2020 has been a year when many people and organisations have relied on virtual interactions to keep in contact and to conduct business.
We socialise online, we manage our finances through apps, health information is often held in the cloud, and healthcare consultations are delivered by telehealth more frequently these days.
The healthcare sector has been digitally turbocharged with the implementation of many innovative and improved services. The need for accessible health information, due to natural disasters and the COVID-19 lockdowns, has resulted in many healthcare providers turning to digital services to access important healthcare information such as test results, medications, and hospital discharge summaries.
Due to digitisation and connectivity, cyber-criminals have taken this opportunity to exploit organisations and people who are not digitally secure. The healthcare sector stands out as a tempting target because of the critical nature of healthcare services and the high value placed on health data on the black market.
In August the Australian Cyber Security Centre warned that the Australian aged care and healthcare sector was being targeted for ransomware, and in October the FBI issued a similar alert about renewed threats to the sector.
So, just like a scheduled health check-up, now is a good time to review the security of your systems and information and learn the art of digital self-defence.
Six steps to digital self defence
Build security awareness for yourself and your team
Humans usually present the largest ‘attack surface’ in any cyber security system, so it is vital that everyone using your systems has training in basic security awareness. Understanding the risks and modifying your online behaviours will keep you safer in both your professional and personal lives. The Australian Digital Health Agency offers a free online Digital Health Security Awareness eLearning course that addresses the main cyber security needs of health professionals, and completion may be counted towards continuing professional development requirements for some professions.

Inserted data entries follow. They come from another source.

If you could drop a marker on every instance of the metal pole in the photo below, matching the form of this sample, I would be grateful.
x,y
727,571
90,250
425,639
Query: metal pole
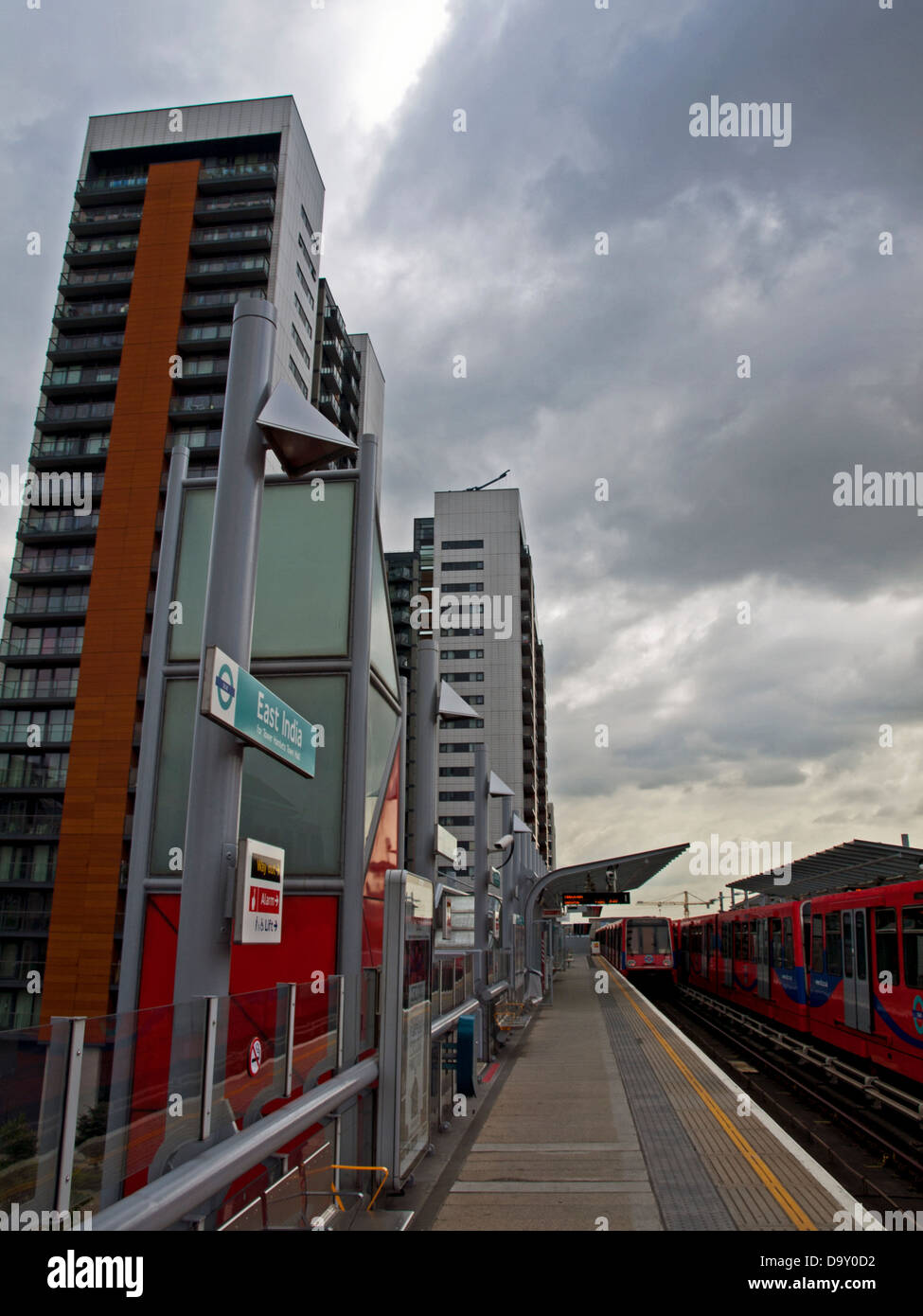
x,y
130,971
349,957
427,748
209,853
481,881
401,779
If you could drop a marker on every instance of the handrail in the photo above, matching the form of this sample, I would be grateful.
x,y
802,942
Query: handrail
x,y
172,1195
445,1022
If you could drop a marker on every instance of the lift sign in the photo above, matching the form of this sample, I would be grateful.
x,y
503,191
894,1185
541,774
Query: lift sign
x,y
258,911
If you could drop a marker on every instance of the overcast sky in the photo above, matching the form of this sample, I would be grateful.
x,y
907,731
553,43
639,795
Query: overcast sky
x,y
586,367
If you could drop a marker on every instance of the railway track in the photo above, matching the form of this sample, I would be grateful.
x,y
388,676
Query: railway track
x,y
866,1132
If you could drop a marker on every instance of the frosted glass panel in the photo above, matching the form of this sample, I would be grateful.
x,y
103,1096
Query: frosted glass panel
x,y
303,574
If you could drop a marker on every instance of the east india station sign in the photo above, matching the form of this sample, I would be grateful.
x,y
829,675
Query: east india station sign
x,y
248,708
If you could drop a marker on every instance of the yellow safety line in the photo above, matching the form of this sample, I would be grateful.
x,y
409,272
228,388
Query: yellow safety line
x,y
784,1198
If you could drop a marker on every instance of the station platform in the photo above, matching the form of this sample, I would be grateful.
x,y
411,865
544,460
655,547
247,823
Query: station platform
x,y
610,1119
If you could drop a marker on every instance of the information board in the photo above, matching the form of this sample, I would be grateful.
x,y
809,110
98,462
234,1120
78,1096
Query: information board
x,y
258,906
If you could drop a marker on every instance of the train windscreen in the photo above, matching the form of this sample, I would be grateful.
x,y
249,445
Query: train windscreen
x,y
648,938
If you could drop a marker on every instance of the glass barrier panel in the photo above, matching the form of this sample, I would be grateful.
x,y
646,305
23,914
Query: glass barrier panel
x,y
134,1113
27,1161
316,1032
369,1031
250,1055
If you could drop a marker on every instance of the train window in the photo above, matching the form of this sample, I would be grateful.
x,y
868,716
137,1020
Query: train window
x,y
847,948
788,944
912,927
834,945
740,941
818,944
886,944
861,968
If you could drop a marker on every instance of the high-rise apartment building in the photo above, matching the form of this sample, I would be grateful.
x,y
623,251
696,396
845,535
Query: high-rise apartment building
x,y
178,212
475,545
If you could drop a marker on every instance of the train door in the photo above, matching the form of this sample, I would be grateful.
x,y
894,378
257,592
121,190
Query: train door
x,y
763,986
856,999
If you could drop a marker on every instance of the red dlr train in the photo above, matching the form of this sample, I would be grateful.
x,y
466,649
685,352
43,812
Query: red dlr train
x,y
847,969
639,948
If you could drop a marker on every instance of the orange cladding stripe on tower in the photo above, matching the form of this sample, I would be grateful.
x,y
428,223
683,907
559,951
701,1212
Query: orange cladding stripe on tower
x,y
78,970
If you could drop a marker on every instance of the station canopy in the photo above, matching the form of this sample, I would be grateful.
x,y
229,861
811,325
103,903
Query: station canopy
x,y
603,877
843,867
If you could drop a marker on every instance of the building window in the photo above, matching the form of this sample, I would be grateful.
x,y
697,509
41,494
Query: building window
x,y
303,316
304,284
300,347
299,378
307,257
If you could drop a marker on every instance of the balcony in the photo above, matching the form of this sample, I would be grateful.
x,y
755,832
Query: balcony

Completing the agency’s cyber security eLearning course can help individuals and organisations to effectively increase their cyber defences by arming their workforce with the necessary knowledge and skills to be cyber safe.
Keep your software up to date
Though not widely advertised, updates and patches routinely include security fixes for potential problems that typical end users are not aware of. Best practice is to apply all software patches and updates as soon as possible, before malware writers have had a chance to write software that exploits those problems, at your expense. The Australian Cyber Security Centre recommends patching vulnerable systems within 48 hours.
Use strong passwords and implement multi-factor authentication
The definition of a “strong” password has continued to evolve as the hardware and software to crack passwords continues to improve. Nowadays, it takes just seconds for a brute-force attack to crack an eight-character password consisting of lowercase letters and numbers, so choose a longer password, preferably 14 characters or more. Adding multi-factor authentication to the mix makes life much harder for online criminals to steal your credentials, since it is no longer sufficient to steal or crack a single password.
Back up your data regularly
Backing up data regularly is an essential practice to mitigate hacks, ransomware attacks and hardware failures. The more data you have, the more frequently you should back it up.
A popular and robust data management backup approach is called the 3-2-1 rule:
- Make three copies of every important piece of information
- Store that data in two different formats
- Keep one copy offsite.
Do not respond to unsolicited phishing emails, texts and calls
Recognising phishing attempts is a part of developing a general security awareness. Think before you click on links in emails and SMS messages, and be especially wary of any unexpected communication pressuring you to act immediately.
If you fall victim to ransomware, avoid paying the ransom
If a ransomware attack succeeds in penetrating your organisation’s defences, paying the ransom might seem like the best course of action, but is it? There’s no guarantee that your data will be restored, and the ransom payment provides motivation and additional resources for those same criminals to mount further attacks.
The Australian Digital Health Agency provides detailed guidance for both senior managers and IT professionals addressing the threat of ransomware.
Anthony Kitzelmann is Chief Information Officer of the Australian Digital Health Agency.